And if you have ever wondered whether it is a good idea to stay physically fit, well Alex is why for that too. Because even now, even today, he went  for a bike ride with his best friend, Craig. Yes, it's changed - it's a tandem bike now, not the custom racing bike that he charged away on when I first met him. But it is something he truly enjoys, and I think that for some part of the time when he's on that bike, he feels a sense of the freedom he used to feel.

And if you ever wanted to know why you should care about music or art, then understand how much pleasure he still takes in singing with his friends at MacPhail or listening to music that he used to love. Is it the same spontaneous and rich pleasure he used to take in it? Obviously not  - but it still provides a measure of meaning for a man whose brain has trouble connecting to other things.

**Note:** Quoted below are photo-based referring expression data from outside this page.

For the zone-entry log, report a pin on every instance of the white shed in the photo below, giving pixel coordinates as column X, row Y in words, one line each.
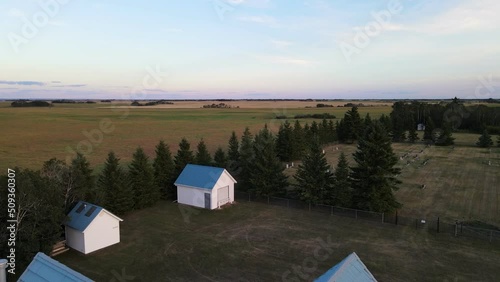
column 205, row 187
column 90, row 228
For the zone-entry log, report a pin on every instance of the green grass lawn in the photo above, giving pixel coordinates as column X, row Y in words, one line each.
column 256, row 242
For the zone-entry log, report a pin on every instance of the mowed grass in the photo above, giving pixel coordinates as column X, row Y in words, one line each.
column 256, row 242
column 34, row 135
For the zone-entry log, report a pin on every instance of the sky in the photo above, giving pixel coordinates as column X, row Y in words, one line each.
column 249, row 49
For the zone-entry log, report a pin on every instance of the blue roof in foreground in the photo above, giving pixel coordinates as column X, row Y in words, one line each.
column 350, row 269
column 82, row 215
column 199, row 176
column 43, row 268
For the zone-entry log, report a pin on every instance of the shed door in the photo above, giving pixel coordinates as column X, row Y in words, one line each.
column 207, row 201
column 223, row 195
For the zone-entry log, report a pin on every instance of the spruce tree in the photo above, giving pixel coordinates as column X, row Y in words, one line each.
column 118, row 194
column 429, row 130
column 247, row 156
column 412, row 135
column 298, row 140
column 220, row 159
column 485, row 140
column 202, row 155
column 313, row 176
column 266, row 172
column 341, row 193
column 373, row 178
column 163, row 165
column 233, row 153
column 284, row 142
column 141, row 175
column 184, row 157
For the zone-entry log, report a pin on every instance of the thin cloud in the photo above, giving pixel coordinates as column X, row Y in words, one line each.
column 280, row 44
column 265, row 20
column 286, row 60
column 26, row 83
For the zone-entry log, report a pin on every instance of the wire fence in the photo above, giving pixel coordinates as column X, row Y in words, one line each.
column 434, row 225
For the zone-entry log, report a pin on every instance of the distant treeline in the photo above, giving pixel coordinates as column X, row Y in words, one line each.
column 219, row 106
column 65, row 101
column 457, row 116
column 23, row 103
column 152, row 103
column 314, row 116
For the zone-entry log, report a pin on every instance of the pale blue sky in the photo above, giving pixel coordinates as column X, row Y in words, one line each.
column 250, row 49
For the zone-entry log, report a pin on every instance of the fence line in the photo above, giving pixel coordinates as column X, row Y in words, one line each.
column 457, row 229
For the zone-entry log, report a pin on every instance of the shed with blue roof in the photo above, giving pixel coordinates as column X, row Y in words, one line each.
column 90, row 228
column 205, row 187
column 44, row 268
column 350, row 269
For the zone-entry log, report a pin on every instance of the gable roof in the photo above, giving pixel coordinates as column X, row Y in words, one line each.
column 349, row 269
column 201, row 176
column 82, row 215
column 43, row 268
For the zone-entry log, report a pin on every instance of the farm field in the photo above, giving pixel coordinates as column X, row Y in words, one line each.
column 459, row 183
column 256, row 242
column 34, row 135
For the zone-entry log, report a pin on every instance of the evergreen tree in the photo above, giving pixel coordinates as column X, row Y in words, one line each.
column 233, row 152
column 412, row 135
column 184, row 157
column 247, row 156
column 445, row 136
column 220, row 159
column 39, row 214
column 373, row 178
column 284, row 142
column 298, row 140
column 267, row 176
column 429, row 130
column 163, row 165
column 353, row 123
column 118, row 194
column 84, row 181
column 341, row 193
column 141, row 175
column 485, row 140
column 202, row 155
column 313, row 176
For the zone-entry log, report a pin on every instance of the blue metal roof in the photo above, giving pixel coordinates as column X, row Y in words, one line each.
column 43, row 268
column 82, row 215
column 199, row 176
column 350, row 269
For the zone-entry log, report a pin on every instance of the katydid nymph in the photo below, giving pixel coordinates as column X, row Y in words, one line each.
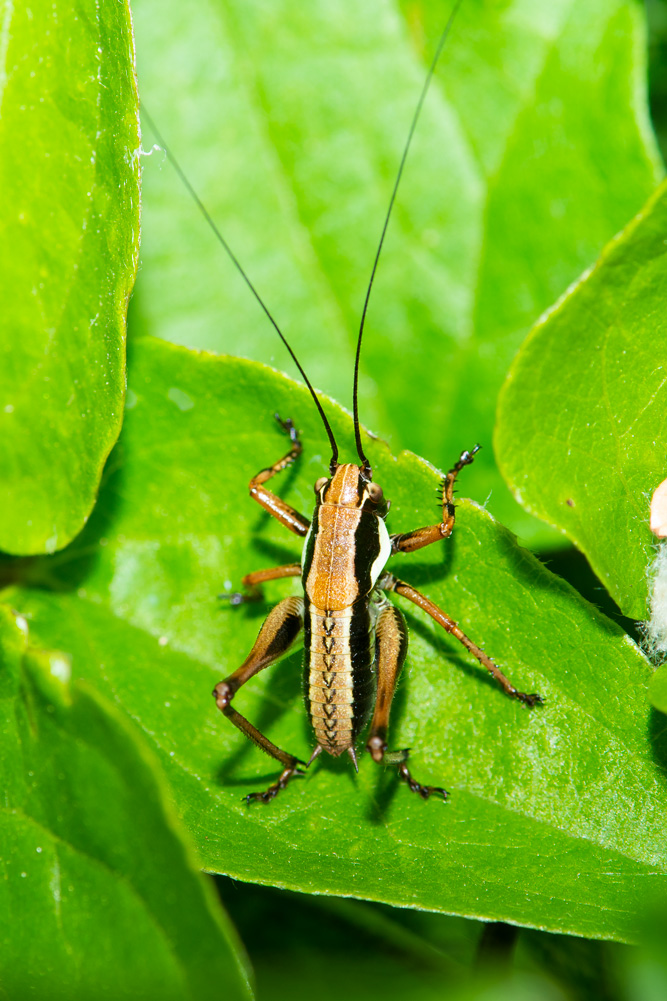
column 355, row 638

The power of the music taps into some essential part of his identity, and he is able to express expressing himself, And when he draws us pictures, he is finding a way to "talk" to us and himself that words can't quite do for him anymore. (And really, we are all naked under our clothes - I think he is just observing that for us).

He is still very much alive and trying to "break through" in whatever way he can manage to us. So- now our thoughts turn to making the time he has left on this planet as good as possible. I have no idea what the next set of challenges will look like, or how they will feel. And I would be lying if I said I was not afraid. I am. We all are.

So - I am sad the drug didn't work, but glad that Alex no longer has to worry about being a Smurf. For all of the thinking and planning we have done, I have no idea how we will actually navigate through the difficult days that lie ahead for us.